文惠帝刚说完赏赐的物件,殿中却无一人谢恩,只有姬乐游面不改色地跪下,声音散到每一个角落。
“臣谢陛下恩典。”
其他人这才如梦初醒,纷纷跪地谢恩。
姬讯双手重叠垫在额头之下,重重地磕下了头。文惠帝散了神,他尚在病期还未恢复,刚才说话间一直止不住地咳嗽。他撑着头不愿多说,懒懒地摆手。这些天之骄子纷纷识趣行礼请安离开。
太子和澜王率先出门,二人皆铁青着脸走得飞快,将姬讯远远地甩在身后。同样在最后的还有姬乐游,他出大殿后对着两位无辜受累的叔伯深深作揖,此处不便说话,他只能如此表示歉意。
国公府领了旨,文惠帝便派了一个小内侍领着姬讯出宫,以表嘉奖重视。他机械地跟在带路的内侍身后,马车上与姬乐游一路无言,直到看到国公府大门时,才开口和这个摆了他一道的儿子说了第一句话。
“你一直都是装的?”
“也不全是。”对他的爱戴、期盼他的照拂、渴望得到父亲的肯定都是真的。现在说这些太晚,晚到他们之间隔着数不清的人命。
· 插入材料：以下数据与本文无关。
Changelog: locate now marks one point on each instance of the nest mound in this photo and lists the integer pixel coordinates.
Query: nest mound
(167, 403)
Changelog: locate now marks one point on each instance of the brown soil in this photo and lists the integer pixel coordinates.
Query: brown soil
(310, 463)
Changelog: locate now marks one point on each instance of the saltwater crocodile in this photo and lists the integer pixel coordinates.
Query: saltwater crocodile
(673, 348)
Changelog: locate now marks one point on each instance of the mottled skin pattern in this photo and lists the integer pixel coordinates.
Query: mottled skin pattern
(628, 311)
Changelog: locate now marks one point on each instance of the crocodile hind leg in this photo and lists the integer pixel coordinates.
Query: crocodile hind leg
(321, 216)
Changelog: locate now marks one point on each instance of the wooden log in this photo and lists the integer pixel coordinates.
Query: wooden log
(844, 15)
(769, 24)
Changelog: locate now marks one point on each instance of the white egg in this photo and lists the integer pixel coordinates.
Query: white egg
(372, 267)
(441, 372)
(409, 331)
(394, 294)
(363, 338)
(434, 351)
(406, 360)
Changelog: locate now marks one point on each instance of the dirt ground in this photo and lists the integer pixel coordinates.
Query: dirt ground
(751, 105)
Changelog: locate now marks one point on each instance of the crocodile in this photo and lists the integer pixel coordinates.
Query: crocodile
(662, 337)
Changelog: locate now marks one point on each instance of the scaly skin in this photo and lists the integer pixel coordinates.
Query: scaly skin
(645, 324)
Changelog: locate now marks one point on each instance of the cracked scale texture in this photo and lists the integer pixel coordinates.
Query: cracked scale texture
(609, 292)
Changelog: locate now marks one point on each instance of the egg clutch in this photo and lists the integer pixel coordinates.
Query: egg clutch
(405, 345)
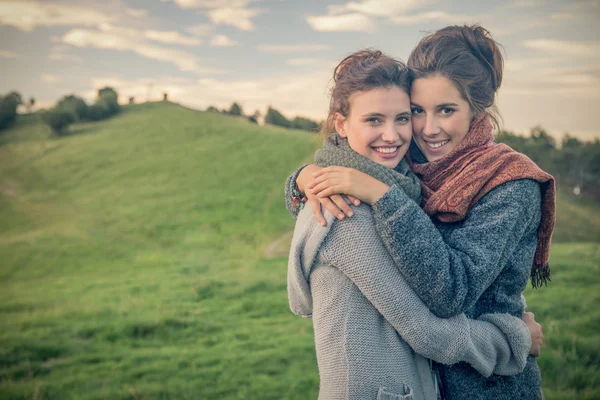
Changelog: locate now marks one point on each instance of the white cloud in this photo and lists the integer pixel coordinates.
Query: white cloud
(26, 16)
(303, 61)
(438, 16)
(222, 41)
(137, 13)
(382, 8)
(201, 30)
(226, 12)
(212, 3)
(292, 48)
(240, 18)
(528, 3)
(61, 53)
(354, 22)
(7, 54)
(172, 37)
(50, 79)
(293, 94)
(563, 17)
(565, 48)
(121, 41)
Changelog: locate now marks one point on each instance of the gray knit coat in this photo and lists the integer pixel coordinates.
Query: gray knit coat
(477, 266)
(373, 334)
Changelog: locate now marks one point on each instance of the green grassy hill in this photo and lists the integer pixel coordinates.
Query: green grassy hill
(133, 265)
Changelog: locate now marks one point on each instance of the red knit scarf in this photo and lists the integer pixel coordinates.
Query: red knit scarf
(453, 184)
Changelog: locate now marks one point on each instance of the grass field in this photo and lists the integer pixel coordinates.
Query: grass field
(134, 267)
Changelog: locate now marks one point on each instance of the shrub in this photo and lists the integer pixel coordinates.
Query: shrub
(274, 117)
(8, 109)
(96, 112)
(304, 124)
(109, 101)
(59, 120)
(235, 109)
(76, 105)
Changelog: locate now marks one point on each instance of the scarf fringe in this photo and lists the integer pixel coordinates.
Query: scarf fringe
(540, 275)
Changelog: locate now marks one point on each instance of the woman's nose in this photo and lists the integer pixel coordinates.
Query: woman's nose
(431, 127)
(389, 133)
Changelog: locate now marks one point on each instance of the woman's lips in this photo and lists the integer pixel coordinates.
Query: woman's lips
(387, 151)
(436, 146)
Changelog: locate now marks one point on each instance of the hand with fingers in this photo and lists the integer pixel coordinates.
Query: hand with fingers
(537, 336)
(334, 180)
(335, 204)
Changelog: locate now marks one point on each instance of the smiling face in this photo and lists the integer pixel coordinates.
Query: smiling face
(440, 116)
(378, 124)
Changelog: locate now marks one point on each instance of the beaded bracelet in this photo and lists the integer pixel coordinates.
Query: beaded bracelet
(298, 200)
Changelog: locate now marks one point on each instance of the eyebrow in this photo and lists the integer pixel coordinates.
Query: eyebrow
(438, 106)
(381, 115)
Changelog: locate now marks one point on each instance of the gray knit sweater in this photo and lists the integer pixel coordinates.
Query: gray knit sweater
(367, 320)
(479, 265)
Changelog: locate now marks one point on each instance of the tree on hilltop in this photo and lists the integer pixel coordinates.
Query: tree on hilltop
(8, 109)
(274, 117)
(304, 124)
(235, 109)
(76, 105)
(59, 120)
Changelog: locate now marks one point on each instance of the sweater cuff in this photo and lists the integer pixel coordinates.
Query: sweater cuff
(388, 204)
(289, 189)
(518, 337)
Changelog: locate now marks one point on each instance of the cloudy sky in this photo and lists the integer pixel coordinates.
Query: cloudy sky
(282, 52)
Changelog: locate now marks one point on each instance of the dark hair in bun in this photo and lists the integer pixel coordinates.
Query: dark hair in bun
(362, 71)
(469, 57)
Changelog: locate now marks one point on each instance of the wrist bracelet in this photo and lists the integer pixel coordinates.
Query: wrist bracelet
(298, 200)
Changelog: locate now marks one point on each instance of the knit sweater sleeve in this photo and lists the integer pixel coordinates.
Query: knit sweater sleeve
(496, 343)
(450, 273)
(290, 183)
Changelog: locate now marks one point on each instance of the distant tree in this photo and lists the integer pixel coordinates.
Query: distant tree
(8, 109)
(15, 97)
(108, 101)
(274, 117)
(75, 105)
(29, 105)
(254, 117)
(59, 120)
(96, 112)
(235, 109)
(304, 124)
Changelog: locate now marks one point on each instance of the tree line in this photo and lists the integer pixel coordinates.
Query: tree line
(68, 110)
(72, 109)
(574, 163)
(272, 117)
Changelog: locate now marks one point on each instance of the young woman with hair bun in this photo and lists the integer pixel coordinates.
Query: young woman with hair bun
(374, 337)
(487, 211)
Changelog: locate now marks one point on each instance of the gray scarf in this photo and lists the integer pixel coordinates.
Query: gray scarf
(337, 151)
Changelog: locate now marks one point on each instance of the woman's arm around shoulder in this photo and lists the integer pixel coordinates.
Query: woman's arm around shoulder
(450, 273)
(496, 344)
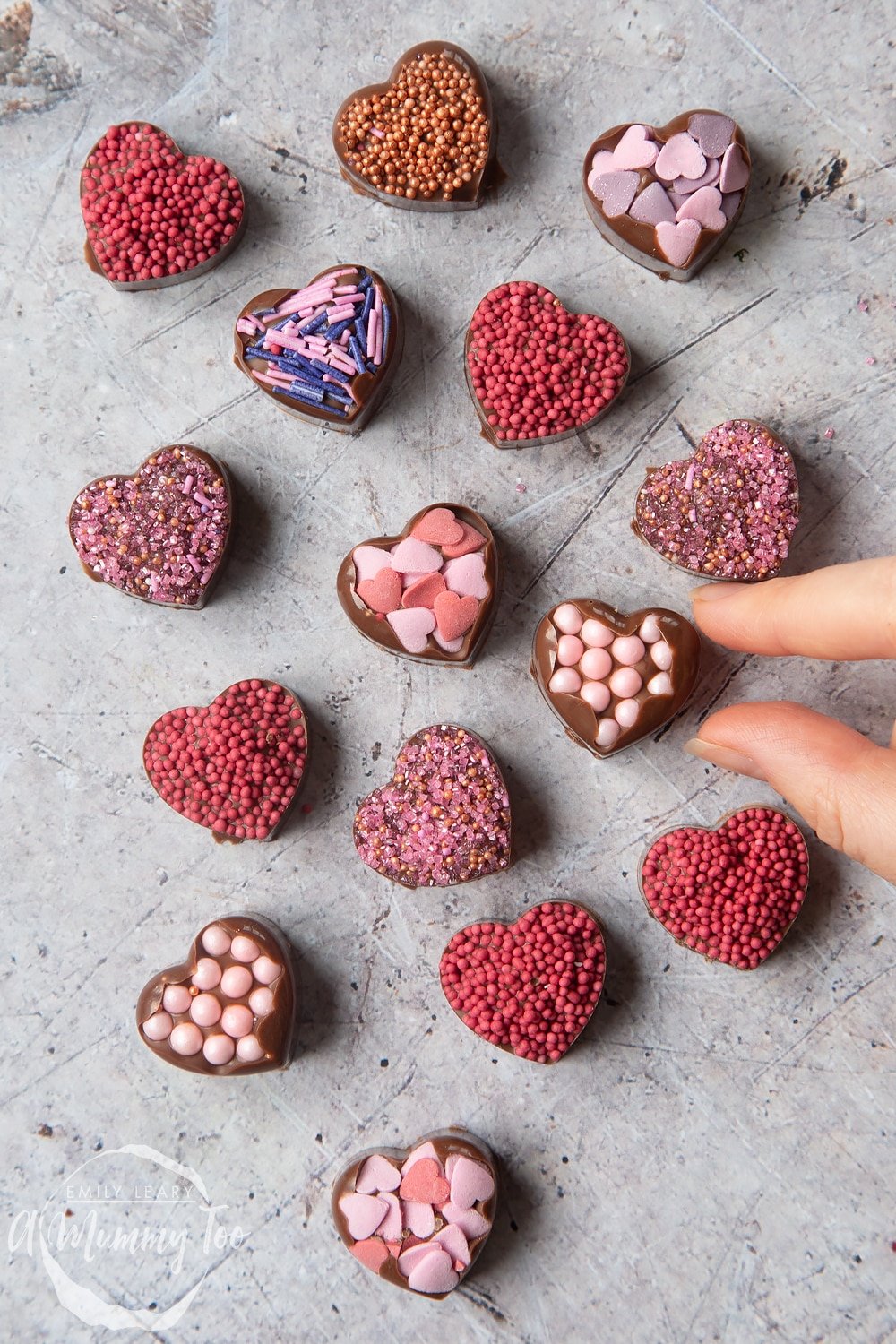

姬讯坐在主位,姬乐游已经很多年没有和他共处一个车厢。马车是他最熟悉的地方,年少时父亲便带着他乘着马车四处求医。一次次摇头,一次次叹息都没有浇灭姬讯的希望。
“爹,我还能看懂话本吗?还能给你写诗吗?”
姬讯温和地抚摸着他的头,“当然可以。”
一切截至在一个午后,那时他们刚从扬州返程,姬讯带着他入宫。
就是那日,章文澜的母妃难产,生下五皇子后便撒手人寰。除了章文澜没有人怪罪他,但是姬讯却从那日之后性情大变。
他先是终日酗酒,在房中盯着宋清的画像醉醺醺不知说些什么。偶尔笑声传出而后便是震耳欲聋的谩骂。其中内容无人知晓,凡是听到过的下人,第二日就会被发卖出府。
一月后姬讯在一场大雨中踉跄倒地,第二日老国公逝世,他还在醉酒中未赶上最后一眼。
老国公爷最后见到的人是姬乐游,他走之前抓着孙子的手不肯松开,低声含糊不清一遍遍呢喃着什么无人知晓。